With modern technology taking over business operations of all kinds, cyber security is also vital. Much of your customers’ paperwork and information will be stored on your computers electronically, which are just as vulnerable to hackers (if not more so) than the vehicles are to common thieves. That’s why it’s important to encrypt your information, protect it with quality passwords, and defend the database from forced entry.

Without proper protection, you’re making it easy for hackers to access information. If you don’t feel confident protecting your digital assets, call a cybersecurity firm and get a professional opinion. The cost of a data breach usually justifies contracting with information security experts to defend your data.


At a bare minimum, you’ll want to have some sort of surveillance system. But what you get can depend on how safe you want to be, and how much you can afford.

The first—and most expensive—option is hiring security guards. This puts an actual person on the premises to monitor for suspicious activity and dissuades thieves from entering. The benefits include having a real human onsite in case anything goes wrong. Their physical presence often is enough to deter criminals, and armed guards add an extra layer of security.

There are downsides, though. Aside from the price, security guards are limited in how much of the property they can monitor at any given time. They’re also entitled to lunch and bathroom breaks, which leave gaps in the security.

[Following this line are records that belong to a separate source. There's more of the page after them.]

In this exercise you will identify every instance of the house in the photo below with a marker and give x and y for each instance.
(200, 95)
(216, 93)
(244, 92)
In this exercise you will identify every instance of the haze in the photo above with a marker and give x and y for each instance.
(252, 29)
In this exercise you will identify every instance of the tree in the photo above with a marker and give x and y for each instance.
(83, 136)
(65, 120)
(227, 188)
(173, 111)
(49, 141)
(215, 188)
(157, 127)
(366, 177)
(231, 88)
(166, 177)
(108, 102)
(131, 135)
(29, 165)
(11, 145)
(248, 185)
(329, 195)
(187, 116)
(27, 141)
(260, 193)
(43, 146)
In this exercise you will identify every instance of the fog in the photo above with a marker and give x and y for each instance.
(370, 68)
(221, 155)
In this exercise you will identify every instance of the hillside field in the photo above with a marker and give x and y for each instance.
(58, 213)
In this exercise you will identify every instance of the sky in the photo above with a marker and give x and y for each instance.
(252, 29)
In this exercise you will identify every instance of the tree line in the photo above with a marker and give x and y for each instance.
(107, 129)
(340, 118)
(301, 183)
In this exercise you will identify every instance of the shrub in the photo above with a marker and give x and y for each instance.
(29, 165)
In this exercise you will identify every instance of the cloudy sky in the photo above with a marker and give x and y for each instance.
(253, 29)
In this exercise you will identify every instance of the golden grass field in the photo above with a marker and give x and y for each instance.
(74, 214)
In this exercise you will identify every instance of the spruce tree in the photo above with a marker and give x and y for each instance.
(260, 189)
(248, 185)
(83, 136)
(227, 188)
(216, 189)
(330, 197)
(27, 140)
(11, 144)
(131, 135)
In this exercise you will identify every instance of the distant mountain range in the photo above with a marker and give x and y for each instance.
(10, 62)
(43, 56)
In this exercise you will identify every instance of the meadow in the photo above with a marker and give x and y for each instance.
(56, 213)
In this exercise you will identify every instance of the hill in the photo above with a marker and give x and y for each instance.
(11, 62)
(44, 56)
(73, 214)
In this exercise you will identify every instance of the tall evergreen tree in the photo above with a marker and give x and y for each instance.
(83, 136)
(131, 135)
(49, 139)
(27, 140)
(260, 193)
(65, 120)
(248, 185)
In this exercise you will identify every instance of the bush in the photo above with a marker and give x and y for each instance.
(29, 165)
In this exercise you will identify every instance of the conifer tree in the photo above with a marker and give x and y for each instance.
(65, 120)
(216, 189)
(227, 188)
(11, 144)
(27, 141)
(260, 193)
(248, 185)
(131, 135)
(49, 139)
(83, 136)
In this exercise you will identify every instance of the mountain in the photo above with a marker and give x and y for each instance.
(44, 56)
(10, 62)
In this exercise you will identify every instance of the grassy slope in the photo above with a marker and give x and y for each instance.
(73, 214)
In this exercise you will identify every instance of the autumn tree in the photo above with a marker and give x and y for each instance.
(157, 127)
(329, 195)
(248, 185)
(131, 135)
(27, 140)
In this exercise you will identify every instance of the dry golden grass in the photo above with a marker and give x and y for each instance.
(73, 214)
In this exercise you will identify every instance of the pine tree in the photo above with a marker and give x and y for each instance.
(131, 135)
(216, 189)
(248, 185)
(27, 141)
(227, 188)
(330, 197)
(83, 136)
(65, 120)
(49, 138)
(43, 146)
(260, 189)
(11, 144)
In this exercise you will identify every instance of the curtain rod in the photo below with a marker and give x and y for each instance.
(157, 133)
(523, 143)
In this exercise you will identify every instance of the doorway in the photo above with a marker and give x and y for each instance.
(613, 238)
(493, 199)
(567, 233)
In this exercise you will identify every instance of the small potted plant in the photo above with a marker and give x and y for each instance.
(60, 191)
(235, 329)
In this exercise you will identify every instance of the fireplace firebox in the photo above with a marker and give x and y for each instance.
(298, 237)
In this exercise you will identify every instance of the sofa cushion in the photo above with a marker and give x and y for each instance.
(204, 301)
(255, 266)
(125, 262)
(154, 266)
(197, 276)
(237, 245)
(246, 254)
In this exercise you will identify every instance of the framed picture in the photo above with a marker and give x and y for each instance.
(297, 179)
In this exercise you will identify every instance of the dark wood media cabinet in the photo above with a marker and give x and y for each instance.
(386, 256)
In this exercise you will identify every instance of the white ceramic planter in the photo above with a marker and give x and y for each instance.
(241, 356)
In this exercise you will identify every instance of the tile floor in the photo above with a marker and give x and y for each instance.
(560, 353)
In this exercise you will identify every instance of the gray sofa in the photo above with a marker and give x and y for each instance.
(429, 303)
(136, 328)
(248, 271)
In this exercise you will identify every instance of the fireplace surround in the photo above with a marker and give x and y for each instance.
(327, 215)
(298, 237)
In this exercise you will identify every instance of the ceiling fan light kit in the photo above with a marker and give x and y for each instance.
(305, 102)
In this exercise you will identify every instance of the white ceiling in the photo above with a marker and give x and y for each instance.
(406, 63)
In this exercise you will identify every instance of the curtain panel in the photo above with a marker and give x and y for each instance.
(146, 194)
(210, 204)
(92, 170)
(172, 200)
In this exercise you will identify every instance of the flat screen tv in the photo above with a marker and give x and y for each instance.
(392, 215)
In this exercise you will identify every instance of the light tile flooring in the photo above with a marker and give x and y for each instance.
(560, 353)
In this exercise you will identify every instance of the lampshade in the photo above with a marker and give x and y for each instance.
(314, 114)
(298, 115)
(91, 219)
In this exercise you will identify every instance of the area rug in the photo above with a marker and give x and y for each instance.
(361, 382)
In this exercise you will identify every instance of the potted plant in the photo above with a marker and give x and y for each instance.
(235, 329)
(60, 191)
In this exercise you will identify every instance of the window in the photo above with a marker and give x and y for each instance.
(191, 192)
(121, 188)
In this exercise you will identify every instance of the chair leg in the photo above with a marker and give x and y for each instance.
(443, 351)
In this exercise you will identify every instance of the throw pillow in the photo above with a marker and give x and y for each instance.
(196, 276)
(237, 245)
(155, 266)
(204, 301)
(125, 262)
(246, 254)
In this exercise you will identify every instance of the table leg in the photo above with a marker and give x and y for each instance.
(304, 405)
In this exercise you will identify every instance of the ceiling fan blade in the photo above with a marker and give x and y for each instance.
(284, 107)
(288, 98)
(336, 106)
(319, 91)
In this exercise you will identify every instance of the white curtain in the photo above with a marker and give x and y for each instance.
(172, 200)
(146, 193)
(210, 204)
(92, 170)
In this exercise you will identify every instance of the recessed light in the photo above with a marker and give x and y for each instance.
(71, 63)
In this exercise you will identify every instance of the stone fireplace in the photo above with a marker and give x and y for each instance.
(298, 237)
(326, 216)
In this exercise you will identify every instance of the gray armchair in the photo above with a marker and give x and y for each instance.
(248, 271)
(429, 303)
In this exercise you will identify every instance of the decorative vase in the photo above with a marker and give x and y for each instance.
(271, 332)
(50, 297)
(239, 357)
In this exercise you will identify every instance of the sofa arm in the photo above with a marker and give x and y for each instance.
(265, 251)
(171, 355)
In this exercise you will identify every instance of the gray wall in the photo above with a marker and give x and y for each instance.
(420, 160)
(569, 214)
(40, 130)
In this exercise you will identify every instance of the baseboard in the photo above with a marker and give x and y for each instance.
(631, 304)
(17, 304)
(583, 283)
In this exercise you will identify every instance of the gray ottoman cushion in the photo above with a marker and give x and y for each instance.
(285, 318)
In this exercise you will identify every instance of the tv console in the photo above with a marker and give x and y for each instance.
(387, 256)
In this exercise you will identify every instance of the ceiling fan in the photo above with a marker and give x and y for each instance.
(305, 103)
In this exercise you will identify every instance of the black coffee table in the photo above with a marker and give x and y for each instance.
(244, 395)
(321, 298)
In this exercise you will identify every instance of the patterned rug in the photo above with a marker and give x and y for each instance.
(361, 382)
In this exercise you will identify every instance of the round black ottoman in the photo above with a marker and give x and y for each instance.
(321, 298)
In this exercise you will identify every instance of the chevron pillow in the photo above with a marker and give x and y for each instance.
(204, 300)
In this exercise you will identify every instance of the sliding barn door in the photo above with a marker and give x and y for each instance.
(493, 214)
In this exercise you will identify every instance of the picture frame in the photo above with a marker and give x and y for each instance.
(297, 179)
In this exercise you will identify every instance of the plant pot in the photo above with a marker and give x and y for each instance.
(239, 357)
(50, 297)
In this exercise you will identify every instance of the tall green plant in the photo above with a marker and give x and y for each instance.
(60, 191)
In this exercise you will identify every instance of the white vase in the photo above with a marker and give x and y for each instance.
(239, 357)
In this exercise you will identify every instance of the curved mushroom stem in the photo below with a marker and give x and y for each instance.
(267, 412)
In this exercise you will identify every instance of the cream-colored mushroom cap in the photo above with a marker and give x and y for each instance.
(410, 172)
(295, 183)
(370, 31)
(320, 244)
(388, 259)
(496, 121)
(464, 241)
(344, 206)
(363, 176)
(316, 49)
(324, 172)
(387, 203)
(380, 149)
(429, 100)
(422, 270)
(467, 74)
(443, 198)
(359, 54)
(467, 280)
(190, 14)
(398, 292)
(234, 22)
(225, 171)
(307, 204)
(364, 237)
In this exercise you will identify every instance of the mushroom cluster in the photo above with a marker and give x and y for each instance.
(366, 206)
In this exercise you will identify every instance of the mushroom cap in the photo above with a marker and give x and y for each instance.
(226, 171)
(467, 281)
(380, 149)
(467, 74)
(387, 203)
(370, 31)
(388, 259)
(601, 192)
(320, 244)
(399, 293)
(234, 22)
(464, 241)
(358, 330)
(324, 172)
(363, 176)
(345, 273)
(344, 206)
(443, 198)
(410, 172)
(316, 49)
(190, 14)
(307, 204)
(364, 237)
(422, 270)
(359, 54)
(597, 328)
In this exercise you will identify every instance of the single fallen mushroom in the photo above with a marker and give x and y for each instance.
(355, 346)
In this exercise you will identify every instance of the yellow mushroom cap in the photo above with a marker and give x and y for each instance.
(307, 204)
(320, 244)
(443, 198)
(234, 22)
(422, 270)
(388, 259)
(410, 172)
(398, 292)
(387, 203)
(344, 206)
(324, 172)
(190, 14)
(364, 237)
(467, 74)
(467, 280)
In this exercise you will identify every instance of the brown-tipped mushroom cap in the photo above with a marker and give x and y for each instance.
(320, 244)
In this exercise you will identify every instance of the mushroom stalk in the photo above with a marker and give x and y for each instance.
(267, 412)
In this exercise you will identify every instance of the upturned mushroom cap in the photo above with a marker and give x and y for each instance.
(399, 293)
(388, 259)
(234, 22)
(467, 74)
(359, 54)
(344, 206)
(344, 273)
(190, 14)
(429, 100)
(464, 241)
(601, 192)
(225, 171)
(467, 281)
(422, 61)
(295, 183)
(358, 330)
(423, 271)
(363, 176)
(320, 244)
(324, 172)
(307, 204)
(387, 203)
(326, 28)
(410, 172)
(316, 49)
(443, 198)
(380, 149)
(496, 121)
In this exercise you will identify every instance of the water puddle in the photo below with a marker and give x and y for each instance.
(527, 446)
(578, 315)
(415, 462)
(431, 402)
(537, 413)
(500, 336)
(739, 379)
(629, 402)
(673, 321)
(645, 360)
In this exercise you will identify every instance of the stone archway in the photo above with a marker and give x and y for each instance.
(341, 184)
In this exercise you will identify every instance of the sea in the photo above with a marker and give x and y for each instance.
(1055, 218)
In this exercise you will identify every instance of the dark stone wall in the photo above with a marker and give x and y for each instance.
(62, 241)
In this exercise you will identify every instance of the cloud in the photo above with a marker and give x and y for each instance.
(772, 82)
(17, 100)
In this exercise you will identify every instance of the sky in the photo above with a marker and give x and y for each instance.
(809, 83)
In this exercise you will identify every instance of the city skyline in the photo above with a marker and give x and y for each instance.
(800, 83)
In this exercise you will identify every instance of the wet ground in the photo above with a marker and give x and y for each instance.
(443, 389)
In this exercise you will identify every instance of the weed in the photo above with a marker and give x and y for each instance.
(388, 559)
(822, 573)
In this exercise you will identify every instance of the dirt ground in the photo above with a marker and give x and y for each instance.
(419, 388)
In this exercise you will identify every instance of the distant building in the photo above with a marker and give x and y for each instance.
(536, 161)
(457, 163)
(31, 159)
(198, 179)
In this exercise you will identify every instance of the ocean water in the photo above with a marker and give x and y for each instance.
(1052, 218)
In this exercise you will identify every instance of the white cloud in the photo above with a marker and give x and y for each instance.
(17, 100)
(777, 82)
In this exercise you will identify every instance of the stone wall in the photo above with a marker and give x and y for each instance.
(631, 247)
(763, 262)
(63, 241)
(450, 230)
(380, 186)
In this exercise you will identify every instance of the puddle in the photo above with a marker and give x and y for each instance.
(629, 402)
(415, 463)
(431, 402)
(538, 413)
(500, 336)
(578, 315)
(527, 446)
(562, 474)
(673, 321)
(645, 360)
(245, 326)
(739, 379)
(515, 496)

And they’re a liability—it can cost you if they’re injured in the line of duty. Lastly, even with meticulously written notes and reports, a security guard’s account is potentially fallible.

Your next option is a video surveillance system. This can make it possible to observe multiple vantage points at once, to monitor the property continuously without bathroom breaks, and to keep an accurate record of what happens at the dealership. There’s also much less liability, as you don’t have to pay medical bills if a security camera gets shot.

That said, unless you have someone watching the feed, video surveillance is non-responsive. It will quietly observe someone stealing your inventory without notifying you or the police. It can also take hours to sift through footage to find what you’re looking for.

You can combine the two options, video surveillance and security personnel, but it is also expensive. That said, there is a way to get the best of both worlds without having to sell the farm. You can purchase remote video surveillance, which gives you the benefit of security cameras. If you choose the right firm, that surveillance comes with a virtual security guard, who monitors the feed for suspicious activity. Watching multiple vantage points at once, the virtual guard can report any criminal activity to the authorities and protect your business, all without leaving their chair.

The best remote surveillance even has bonus features like license plate recognition, disaster prevention (i.e., the virtual guard notifies emergencies services in case of fire or other emergencies), and video analytics. And it tends to be significantly cheaper than hiring or contracting your own security team.

Achieving Peace of Mind

Running a dealership isn’t easy, and there are a lot of risks involved. With the right preparations, however, you can avoid losing sleep at night knowing that your business is in good hands. The right protection (both financial and physical) can mean the difference between a devastating loss, and rapid recovery after an incident.


Your business is a valuable asset, both to you and your employees. Isn’t it time you gave it the protection it deserves?